Nevada gaming regulators are seeking fines against two casinos and a bowling alley, alleging that employees and patrons failed to comply with requirements including a mandate for people to wear masks or face coverings to prevent the spread of the coronavirus.
Nevada Gaming Control Board spokesman Michael Lawton said that confidentiality rules prevent the agency from making public details of 156 open investigations or names of entities unless formal complaints are filed with the state Gaming Commission.
Records showed that complaints were filed against C.O.D. Casino in Minden, Hotel Nevada & Gambling Hall in Ely and Bowl Incline in Lake Tahoe.
At the Hotel Nevada, a regulator noted that casino employees approached customers while an agent was taking photos and appeared to tell them to don face coverings.
Bowl Incline owner Curt Wegener said he was unaware until a gaming control agent visited his bowling alley bar on July 11 that Gov.

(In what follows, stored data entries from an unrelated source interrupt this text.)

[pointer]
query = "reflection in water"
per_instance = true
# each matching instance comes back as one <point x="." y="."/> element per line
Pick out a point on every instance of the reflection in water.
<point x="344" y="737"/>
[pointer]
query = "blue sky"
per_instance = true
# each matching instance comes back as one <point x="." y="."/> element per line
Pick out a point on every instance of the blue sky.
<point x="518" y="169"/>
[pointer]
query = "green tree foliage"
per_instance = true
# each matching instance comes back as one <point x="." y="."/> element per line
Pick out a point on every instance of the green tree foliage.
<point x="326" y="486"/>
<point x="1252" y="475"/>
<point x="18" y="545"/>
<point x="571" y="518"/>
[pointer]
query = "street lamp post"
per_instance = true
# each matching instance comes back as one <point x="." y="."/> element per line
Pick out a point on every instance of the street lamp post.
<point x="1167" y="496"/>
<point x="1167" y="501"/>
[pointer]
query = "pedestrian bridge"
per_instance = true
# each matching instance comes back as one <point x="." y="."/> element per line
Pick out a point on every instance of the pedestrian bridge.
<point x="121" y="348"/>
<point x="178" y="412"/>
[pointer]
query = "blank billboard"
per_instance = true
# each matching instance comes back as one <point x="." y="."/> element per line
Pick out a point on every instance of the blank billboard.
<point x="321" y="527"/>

Steve Sisolak had rolled back permission for bar areas to be open, effective midnight July 10.
The regulator noted bar-top slot machines were on and available for play, the complaint said.
Wegener said he immediately complied with the closure order and felt frustrated by rule changes during the COVID-19 pandemic.
The control board, with about 300 inspectors statewide, has conducted more than 10,000 inspections since the governor allowed gambling to resume June 4 following a more than two-month closure he imposed March 17 to prevent people from gathering and spreading illness.